Part of Pension Schemes Bill – in a Public Bill Committee at 3:45 pm on 2 September 2025.
Michelle Ostermann:
I have one small observation from when I first came to the UK. I recognise that there is a very strong savings culture, but not necessarily an investment culture, and there is a distinct difference there. I even notice the difference when we talk about productive finance targets. We speak in terms of private assets, but there is a difference between private equity and private debt, and between infrastructure equity and infrastructure lending. All those lending capabilities are here in this country. I feel that the debt sophistication is strong, but where it lacks is the equity.
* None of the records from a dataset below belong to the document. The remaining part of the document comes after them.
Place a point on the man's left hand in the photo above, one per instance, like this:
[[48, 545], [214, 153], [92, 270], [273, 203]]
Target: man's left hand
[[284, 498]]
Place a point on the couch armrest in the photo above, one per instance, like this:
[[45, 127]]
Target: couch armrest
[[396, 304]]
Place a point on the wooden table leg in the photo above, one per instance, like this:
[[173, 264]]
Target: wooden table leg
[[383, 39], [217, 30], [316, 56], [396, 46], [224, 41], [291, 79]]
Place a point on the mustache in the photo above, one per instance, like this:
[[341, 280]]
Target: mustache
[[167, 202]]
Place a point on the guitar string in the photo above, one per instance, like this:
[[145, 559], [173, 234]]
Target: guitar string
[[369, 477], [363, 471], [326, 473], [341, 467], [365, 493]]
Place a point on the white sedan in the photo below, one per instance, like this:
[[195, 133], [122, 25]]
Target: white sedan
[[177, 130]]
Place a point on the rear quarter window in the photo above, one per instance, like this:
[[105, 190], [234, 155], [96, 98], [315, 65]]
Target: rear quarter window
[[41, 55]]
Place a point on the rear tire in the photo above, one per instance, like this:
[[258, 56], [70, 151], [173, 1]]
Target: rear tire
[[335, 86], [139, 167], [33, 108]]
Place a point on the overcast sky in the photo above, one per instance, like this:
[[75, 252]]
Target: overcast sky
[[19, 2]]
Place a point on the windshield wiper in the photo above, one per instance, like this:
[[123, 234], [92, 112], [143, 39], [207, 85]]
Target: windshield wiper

I am a Canadian. With one of the largest Canadian schemes, we had no problem coming in and buying up assets here in the UK—you may have noticed. We own a lot of it, and with Australia, most of it. The supply was never an issue for us. We brought the scale and sophistication, but what we did not have was a local British anchor. We did not have an anchor investor. We did not have a home-grown Ontario Teachers, a Canada Pension Plan or even an ATP that we could use as the local one. I see that the PPF, NEST and Brightwell can be that. We are still not megafunds. I know that we are referred to as behemoths and megafunds at £30 billion and £60 billion, but the peers with £100 billion, £200 billion and £500 billion are those that are putting in £0.5 billion or £1 billion in one investment. They are not lending, but investing.
That is the biggest difference I notice: the definition of scale and the degree of sophistication. It is even about sophistication in the governance model, and having a board and a management team with that sophistication. It is about having a management team with some power that you are hiring out of investment, and being a not-for-profit and an arm of the Government that is allowed to put in that sophisticated capability, with a board that can properly oversee it so it is not done without proper consideration.